Dataset Card for DART

Dataset Summary

DART is a large dataset for open-domain structured data record to text generation. We consider the structured data record input as a set of RDF entity-relation triples, a format widely used for knowledge representation and semantics description. DART consists of 82,191 examples across different domains with each input being a semantic RDF triple set derived from data records in tables and the tree ontology of the schema, annotated with sentence descriptions that cover all facts in the triple set. This hierarchical, structured format with its open-domain nature differentiates DART from other existing table-to-text corpora.

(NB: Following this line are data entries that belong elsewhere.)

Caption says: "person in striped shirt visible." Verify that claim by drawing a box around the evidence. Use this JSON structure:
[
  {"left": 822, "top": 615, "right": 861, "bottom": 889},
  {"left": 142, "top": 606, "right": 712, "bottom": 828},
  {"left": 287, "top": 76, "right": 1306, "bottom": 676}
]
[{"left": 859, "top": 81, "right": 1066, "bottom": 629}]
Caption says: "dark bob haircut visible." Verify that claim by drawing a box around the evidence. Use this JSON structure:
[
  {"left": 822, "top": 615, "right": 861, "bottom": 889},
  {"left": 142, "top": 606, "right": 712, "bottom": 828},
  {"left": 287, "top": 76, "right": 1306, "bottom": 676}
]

Supported Tasks and Leaderboards

The task associated to DART is text generation from data records that are RDF triplets:

rdf-to-text: The dataset can be used to train a model for text generation from RDF triplets, which consists in generating textual description of structured data. Success on this task is typically measured by achieving a high BLEU, METEOR, BLEURT, TER, MoverScore, and BERTScore. The (BART-large model from BART) model currently achieves the following scores:

	BLEU	METEOR	TER	MoverScore	BERTScore	BLEURT
BART	37.06	0.36	0.57	0.44	0.92	0.22

This task has an active leaderboard which can be found here and ranks models based on the above metrics while also reporting.

Languages

The dataset is in english (en).

Dataset Structure

Data Instances

Here is an example from the dataset:

{'annotations': {'source': ['WikiTableQuestions_mturk'],
  'text': ['First Clearing\tbased on Callicoon, New York and location at On NYS 52 1 Mi. Youngsville']},
 'subtree_was_extended': False,
 'tripleset': [['First Clearing', 'LOCATION', 'On NYS 52 1 Mi. Youngsville'],
  ['On NYS 52 1 Mi. Youngsville', 'CITY_OR_TOWN', 'Callicoon, New York']]}

It contains one annotation where the textual description is 'First Clearing\tbased on Callicoon, New York and location at On NYS 52 1 Mi. Youngsville'. The RDF triplets considered to generate this description are in tripleset and are formatted as subject, predicate, object.

Data Fields

The different fields are:

annotations:
- text: list of text descriptions of the triplets
- source: list of sources of the RDF triplets (WikiTable, e2e, etc.)
subtree_was_extended: boolean, if the subtree condidered during the dataset construction was extended. Sometimes this field is missing, and therefore set to None
tripleset: RDF triplets as a list of triplets of strings (subject, predicate, object)

Data Splits

There are three splits, train, validation and test:

	train	validation	test
N. Examples	30526	2768	6959

Dataset Creation

Curation Rationale

Automatically generating textual descriptions from structured data inputs is crucial to improving the accessibility of knowledge bases to lay users.

Source Data

DART comes from existing datasets that cover a variety of different domains while allowing to build a tree ontology and form RDF triple sets as semantic representations. The datasets used are WikiTableQuestions, WikiSQL, WebNLG and Cleaned E2E.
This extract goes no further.